Barley’s//25 W. Washington Street
Ever since I was old enough to (legally) drink, I’ve been a regular patron of Barley’s. From the Rogue Pint Nights during my college years to when I moved to Greenville in 2006 (strategically, in walking distance), Barley’s has schooled my beer palate. The tap selection is one of the best in the Southeast. With 40 taps downstairs and another 30+ upstairs, there’s plenty to suit any taste. In fact, I check the taps upstairs and down, regardless of my final destination, so that I don’t miss out on the specialty taps always in rotation. We’re spoiled, really.
The Trappe Door//23 W. Washington Street
When Barley’s owner Josh Beeby told me in 2010 that he had plans for a Belgian-style basement bar beneath Barley’s, I was ecstatic (despite my voiced lack of enthusiasm toward Belgian brews). I took a tour of the dank, completely-unfinished basement and already couldn’t wait to get a drink there. The Trappe Door opened in April 2011, unleashing moules frittes, fancy-pants mayo, and 10 Belgian (and Belgian-style) taps offering rare abbeys, dubbels, trippels, quads and the occasional sour and wit. This conquered downtown Greenville’s beer scene, with three floors of a single building being dedicated to the best kegs coming into the state. The food is stellar, to boot.
The Owl//728 Wade Hampton Boulevard
More recently, I’ve found myself drinking at the Owl. Their selection is a bit smaller, but solid, nonetheless. No taps (yet…), but bottles (and cans!) run the gamut from sessionable lagers to Brewdog’s Tokyo, an 18% imperial stout. With about 50% belgians, including ciders and sours, few styles are underrepresented. On top of that, they eschew the big three as well as any brewery you can find in the average grocery store in support of smaller, more niche brews. Plus, it serves some of the best affordable molecular-gastronomy-by-a-self-taught-chef-in-an-abandoned-Pizza-Hut you’ll find in this town (to paraphrase my friend The Gurgling Cod). Or any, for that matter.
The Community Tap//205 Wade Hampton Boulevard
Breaking new ground in town with growler fills and a large bottle selection, Mike Okupinski and Ed Buffingtion opened The Community Tap to acclaim in July 2010. And I was the first customer, banging on the door just before opening time. Currently, the Tap, in the parlance of our times, sports 12 beer taps as well as three wine taps (which garnered them New York Times recognition). There are also several hundred bottled craft beers to choose from, including a nasty selection of sours, a bevy of Belgians, German brews, even Danish, Norwegian and Scottish ales. And though this is about beer, Ed would ban me if I didn’t mention the 60+ hand-selected wine labels he keeps in stock.

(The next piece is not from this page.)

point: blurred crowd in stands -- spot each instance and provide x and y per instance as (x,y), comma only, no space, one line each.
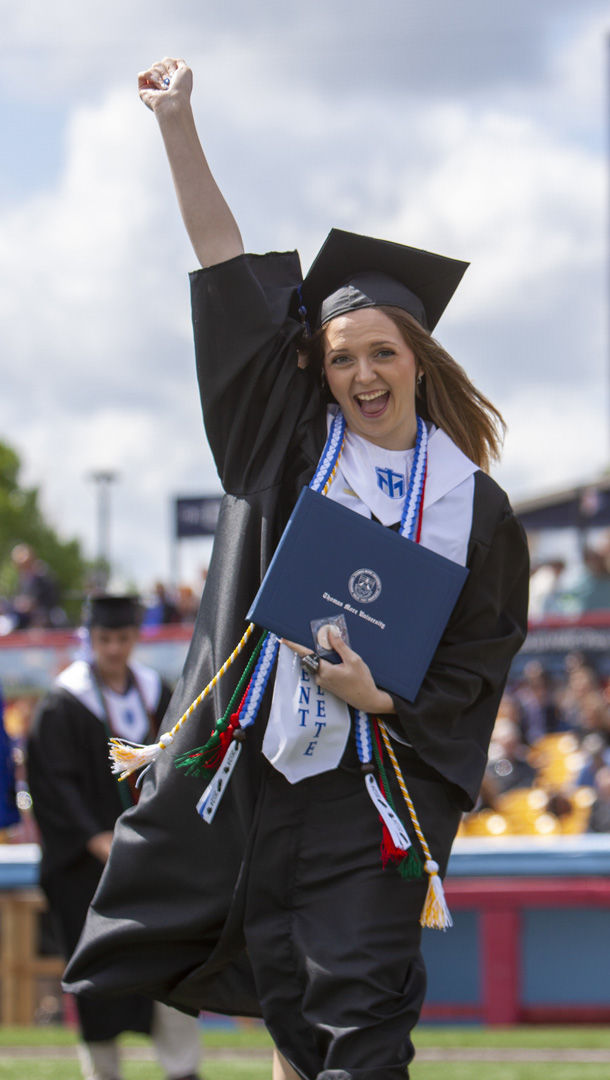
(37,603)
(549,768)
(558,589)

Swamp Rabbit Café & Grocery//205 Cedar Lane
This one’s off the beaten path a bit. Well, it’s becoming more beaten every day, with cyclists and pedestrians engulfing the Swamp Rabbit Trail. Swamp Rabbit Café & Grocery is still a sleeper choice in terms of beer, though. It has a small but solid selection of cans, with the likes of Westbrook and Caldera IPAs represented, along with Avery Joe’s Pilsner and a few others to quench your thirst after a long ride down the trail. And they have a covered beer garden. Exactly. So you can bike up, grab a quality craft cold one, and pop it open at the picnic table right outside. Enjoy. I’ll see you there.